The handwriting on two of the above documents belong to my Grandmother Mae Catherine (Hodous) Schlick. The yellow ledger sheet (shown in the above photo on the left) is titled “”Frank Schlick Job Time Sheet“. My grandmother tracked the names of Winfield residents working on building the house, the amount of time each worked on the house, their pay per hour (ranging from $0.85 cents to $0.60 cents per hour) and the dates they worked on the property and home (May 6, 1940 to June 22, 1940).
The names of people who worked on the new Schlick home include: John and Joe (Joseph) Armbrust, Peter Baum, Clyde Brisben, Dick (Richard) Hartigan, Chris Vogt and William McDonald. John Armbrust was my grandfather Frank Schlick’s uncle. John was married to Katherine Daleiden the daughter of Christopher Daleiden. Dick Hartigan in the future would own Hartigan’s Standard Oil Gas Station and Automobile Repair Shop. The Standard Station was located at the corner of Jewell and Church Street north of the Chicago and Northwestern Railroad tracks. Peter Baum was on the volunteer fire dept, played baseball on the Winfield baseball team on the 1933 “Third Wheel Baseball League” sponsored by the Chicago, Aurora, & Elgin Interurban Railline. The Baum’s also owned a shop in town for a period of time.

On the middle sheet of paper (shown in the above photo) is a diary my Grandmother kept tracking when work was completed and on what day. In reviewing the diary grandma writes that gasoline was $0.19 per gallon! John Armbrust worked on surveying and laying out the placement of the house and the garage on the property. Grandma also records that it “rained” on Wednesday, May 8th during the laying of the piers for the garage. The men only worked from 8:00 a.n. until 11:00 a.m. on that day due to the rain and they went back to work between 1:00 to 5:00 p.m.. My grandfather noted by his nickname “Pa” hauled and loaded sand. It took seven hours to dig the basement on Monday May 6th.
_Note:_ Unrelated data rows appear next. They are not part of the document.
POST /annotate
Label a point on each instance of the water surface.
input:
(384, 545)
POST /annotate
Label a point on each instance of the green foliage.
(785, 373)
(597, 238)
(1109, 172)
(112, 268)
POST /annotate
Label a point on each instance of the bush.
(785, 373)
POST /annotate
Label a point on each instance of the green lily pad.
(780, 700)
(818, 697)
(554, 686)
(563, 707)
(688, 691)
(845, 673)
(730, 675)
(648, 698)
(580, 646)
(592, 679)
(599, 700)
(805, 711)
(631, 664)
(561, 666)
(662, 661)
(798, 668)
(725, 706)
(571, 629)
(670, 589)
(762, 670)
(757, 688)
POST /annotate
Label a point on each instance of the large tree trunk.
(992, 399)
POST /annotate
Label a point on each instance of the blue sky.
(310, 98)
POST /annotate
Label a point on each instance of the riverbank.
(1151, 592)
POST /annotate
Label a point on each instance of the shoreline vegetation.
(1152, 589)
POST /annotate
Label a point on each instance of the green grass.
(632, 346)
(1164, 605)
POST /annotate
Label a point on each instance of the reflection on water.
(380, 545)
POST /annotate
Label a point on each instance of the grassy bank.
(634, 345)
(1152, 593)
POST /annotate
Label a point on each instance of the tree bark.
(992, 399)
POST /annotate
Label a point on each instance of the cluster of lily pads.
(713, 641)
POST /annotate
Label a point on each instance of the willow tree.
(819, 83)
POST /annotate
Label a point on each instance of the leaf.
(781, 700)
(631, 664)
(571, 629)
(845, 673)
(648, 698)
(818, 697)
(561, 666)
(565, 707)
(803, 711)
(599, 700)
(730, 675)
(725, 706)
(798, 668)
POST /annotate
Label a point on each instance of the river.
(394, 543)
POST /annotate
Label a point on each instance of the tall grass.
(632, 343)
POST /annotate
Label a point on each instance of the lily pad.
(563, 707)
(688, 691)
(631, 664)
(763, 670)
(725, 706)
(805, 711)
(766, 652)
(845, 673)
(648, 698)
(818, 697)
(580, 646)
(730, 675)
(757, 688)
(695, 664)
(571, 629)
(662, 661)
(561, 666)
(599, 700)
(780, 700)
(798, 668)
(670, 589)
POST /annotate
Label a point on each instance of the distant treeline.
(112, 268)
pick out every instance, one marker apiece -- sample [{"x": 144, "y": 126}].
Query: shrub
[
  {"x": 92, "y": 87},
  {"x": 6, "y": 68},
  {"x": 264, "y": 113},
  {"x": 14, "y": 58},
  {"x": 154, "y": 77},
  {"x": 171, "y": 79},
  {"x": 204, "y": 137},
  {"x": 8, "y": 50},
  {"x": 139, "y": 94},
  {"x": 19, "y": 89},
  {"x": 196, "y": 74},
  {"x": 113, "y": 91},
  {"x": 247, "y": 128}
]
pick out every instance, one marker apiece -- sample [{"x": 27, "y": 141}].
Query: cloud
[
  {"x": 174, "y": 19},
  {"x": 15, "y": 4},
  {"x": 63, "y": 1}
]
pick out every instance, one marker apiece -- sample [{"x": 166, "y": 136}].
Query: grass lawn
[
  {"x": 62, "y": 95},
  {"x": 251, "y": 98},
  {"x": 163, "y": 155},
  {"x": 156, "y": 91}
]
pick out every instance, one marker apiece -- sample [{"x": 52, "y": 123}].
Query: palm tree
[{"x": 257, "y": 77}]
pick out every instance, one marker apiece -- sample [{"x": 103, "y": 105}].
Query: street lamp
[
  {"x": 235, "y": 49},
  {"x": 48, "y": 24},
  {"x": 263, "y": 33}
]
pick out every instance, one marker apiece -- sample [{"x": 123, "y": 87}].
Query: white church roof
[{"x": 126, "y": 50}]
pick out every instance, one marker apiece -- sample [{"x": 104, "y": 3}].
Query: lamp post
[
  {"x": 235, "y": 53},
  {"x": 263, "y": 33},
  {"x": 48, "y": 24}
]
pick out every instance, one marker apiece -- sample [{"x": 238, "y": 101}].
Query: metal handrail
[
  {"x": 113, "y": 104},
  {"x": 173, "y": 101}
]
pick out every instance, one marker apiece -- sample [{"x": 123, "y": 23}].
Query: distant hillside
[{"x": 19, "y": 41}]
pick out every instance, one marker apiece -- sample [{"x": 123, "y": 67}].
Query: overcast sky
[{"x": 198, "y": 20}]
The smaller receipt sheet(s) (shown in the photos above on the right) the cost of materials to build the house. John Armbrust had an account with the Bergland- Stephens Lumber Co. located in Glen Ellyn, Illinois at 462 Park Boulevard. The receipts note the Co. is “at the C.A. & E Tracks” this was the electric interurban railroad line called the Chicago, Aurora and Elgin. A rough estimate given the receipts reveal when added up list $2,200 was spent on building materials and over $638 was spent on the labor to build the home. Estimated total cost for the project was over $2,800.